To be fair, the collected works themselves are all great. "The Jewel of the Seven Stars" is an eerie tale about an archaeologist, his lovely daughter and a mummy brought from Egypt. The book was written by Bram Stoker (best known as creator of Dracula) and originally published in 1903.
The excerpt of Jane Webb's "The Mummy" here includes a scene in which two heroes arrive at a pyramid in Egypt (riding a modernized "balloon") and they conduct one experiment inside it. Some part may remind you of the "Indiana Jones" films.
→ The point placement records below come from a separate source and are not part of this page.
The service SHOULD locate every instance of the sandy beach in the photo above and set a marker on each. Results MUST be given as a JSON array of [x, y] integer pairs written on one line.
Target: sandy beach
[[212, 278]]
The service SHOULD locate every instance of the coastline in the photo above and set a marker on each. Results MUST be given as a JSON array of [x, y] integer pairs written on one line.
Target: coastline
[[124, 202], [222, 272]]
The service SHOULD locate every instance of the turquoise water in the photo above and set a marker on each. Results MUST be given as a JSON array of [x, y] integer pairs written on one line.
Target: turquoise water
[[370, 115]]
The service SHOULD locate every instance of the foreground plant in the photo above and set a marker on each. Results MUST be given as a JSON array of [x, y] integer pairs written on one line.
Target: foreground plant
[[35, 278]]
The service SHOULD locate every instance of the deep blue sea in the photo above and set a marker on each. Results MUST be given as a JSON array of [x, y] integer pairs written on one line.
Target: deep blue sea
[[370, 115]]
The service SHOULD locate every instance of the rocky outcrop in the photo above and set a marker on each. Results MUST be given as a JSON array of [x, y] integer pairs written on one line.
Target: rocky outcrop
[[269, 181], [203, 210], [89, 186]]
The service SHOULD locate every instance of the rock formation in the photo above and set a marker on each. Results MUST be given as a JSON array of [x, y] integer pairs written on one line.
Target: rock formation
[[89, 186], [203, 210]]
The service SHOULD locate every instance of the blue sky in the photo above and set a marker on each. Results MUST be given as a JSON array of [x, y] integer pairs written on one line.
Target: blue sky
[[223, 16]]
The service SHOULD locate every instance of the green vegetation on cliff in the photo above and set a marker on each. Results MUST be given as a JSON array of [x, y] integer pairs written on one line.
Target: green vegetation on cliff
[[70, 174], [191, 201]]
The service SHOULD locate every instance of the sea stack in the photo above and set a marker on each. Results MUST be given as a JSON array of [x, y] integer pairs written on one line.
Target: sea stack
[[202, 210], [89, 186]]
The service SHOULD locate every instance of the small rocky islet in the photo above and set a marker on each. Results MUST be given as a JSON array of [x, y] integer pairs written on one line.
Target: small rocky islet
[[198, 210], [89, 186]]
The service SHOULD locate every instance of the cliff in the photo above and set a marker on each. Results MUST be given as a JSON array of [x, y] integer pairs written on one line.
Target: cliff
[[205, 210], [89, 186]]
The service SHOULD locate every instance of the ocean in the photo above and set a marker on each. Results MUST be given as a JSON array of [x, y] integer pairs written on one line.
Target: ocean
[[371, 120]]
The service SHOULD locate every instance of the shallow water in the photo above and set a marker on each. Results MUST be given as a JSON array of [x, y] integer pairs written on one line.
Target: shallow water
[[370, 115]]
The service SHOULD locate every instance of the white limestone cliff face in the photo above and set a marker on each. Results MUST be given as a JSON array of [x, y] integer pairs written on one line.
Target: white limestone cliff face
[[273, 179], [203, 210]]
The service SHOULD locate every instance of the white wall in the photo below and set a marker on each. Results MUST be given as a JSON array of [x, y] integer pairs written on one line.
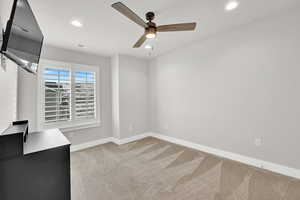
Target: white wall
[[234, 87], [8, 90], [134, 99], [8, 94], [115, 96], [130, 78], [27, 100]]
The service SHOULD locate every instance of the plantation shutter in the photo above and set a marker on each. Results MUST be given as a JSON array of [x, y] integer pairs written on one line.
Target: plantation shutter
[[85, 94], [57, 99]]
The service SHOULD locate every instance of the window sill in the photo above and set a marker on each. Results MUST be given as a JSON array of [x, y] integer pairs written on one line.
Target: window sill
[[75, 127]]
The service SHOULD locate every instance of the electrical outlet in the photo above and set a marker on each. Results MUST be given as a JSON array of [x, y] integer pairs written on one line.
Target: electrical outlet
[[131, 128], [258, 142], [166, 127]]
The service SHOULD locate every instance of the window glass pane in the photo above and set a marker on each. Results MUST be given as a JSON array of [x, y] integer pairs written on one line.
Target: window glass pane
[[85, 96], [57, 89]]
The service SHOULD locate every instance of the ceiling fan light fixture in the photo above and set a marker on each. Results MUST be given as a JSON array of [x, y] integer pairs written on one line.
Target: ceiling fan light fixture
[[150, 35]]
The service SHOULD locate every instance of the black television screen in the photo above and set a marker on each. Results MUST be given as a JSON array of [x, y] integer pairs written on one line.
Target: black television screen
[[23, 38]]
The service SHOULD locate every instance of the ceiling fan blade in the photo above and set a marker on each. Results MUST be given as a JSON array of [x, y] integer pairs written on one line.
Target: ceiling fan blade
[[129, 13], [177, 27], [140, 42]]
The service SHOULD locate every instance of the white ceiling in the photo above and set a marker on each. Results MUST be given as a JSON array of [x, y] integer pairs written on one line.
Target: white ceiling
[[107, 32]]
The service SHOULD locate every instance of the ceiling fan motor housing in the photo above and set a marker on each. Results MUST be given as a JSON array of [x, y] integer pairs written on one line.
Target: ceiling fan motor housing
[[150, 16]]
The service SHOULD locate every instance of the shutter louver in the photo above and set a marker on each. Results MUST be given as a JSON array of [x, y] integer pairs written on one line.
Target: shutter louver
[[57, 88], [85, 95]]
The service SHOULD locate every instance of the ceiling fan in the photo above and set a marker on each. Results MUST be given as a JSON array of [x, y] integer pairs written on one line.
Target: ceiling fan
[[150, 27]]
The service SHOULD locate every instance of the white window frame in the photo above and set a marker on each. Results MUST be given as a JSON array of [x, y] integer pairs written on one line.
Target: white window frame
[[73, 124]]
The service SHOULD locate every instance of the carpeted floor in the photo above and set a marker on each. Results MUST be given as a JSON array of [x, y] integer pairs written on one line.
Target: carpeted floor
[[151, 169]]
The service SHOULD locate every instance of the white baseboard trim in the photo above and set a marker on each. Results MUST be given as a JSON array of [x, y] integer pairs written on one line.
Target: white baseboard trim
[[132, 139], [280, 169], [117, 141], [87, 145]]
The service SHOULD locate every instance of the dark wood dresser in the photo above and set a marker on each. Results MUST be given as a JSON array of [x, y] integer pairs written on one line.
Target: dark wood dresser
[[38, 169]]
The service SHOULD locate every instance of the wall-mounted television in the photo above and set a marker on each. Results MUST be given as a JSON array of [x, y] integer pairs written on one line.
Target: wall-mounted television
[[23, 38]]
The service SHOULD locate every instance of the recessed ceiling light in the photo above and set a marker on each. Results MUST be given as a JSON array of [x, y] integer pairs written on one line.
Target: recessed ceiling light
[[81, 46], [231, 5], [76, 23], [148, 46]]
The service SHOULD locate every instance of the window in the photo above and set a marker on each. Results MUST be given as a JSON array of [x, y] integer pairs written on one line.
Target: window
[[68, 95]]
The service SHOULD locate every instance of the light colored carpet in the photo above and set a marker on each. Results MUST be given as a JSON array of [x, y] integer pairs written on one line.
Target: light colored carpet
[[151, 169]]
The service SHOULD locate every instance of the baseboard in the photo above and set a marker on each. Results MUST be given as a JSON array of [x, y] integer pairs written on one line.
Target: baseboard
[[280, 169], [131, 139], [117, 141], [86, 145]]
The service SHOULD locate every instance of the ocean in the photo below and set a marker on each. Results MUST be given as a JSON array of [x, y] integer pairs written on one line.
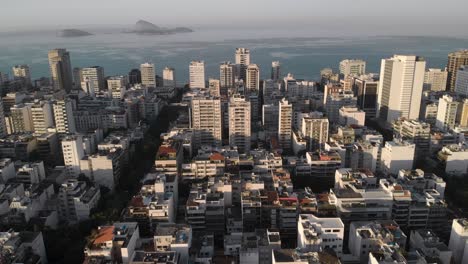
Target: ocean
[[300, 53]]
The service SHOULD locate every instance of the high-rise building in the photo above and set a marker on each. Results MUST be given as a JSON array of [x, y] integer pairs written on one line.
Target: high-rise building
[[42, 116], [20, 119], [60, 69], [148, 74], [169, 79], [63, 116], [227, 72], [77, 78], [197, 74], [455, 61], [206, 121], [447, 112], [275, 70], [242, 61], [134, 76], [87, 86], [461, 82], [3, 130], [400, 87], [239, 123], [352, 67], [96, 75], [463, 114], [435, 80], [72, 148], [253, 78], [314, 128], [21, 72], [285, 124]]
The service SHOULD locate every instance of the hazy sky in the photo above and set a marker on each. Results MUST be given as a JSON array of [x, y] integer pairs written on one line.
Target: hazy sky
[[24, 14]]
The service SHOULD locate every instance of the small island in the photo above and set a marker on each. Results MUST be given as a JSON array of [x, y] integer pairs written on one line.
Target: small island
[[146, 28], [72, 33]]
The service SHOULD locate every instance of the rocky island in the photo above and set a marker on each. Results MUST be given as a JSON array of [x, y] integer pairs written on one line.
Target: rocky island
[[147, 28], [71, 33]]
"Some Words with a Mummy" is not a horror story. The conversation with the mummy is a satire which is still interesting to read. Doyle's "The Ring of Thoth" follows a story of a researcher who, being trapped in the Egyptian room in the Louvre at midnight, witnesses something unusual there. In "Lot 248" an Oxford student suspects that another student living in the same building is actually engaged in a sinister plot against others.
The book "Return from the Dead" has a 6-page introduction by David Stuart Davies, which is readable, but too short, I am afraid. The collection is not a bad choice if you haven't read the Stoker's story, but remember the book does NOT have any notes.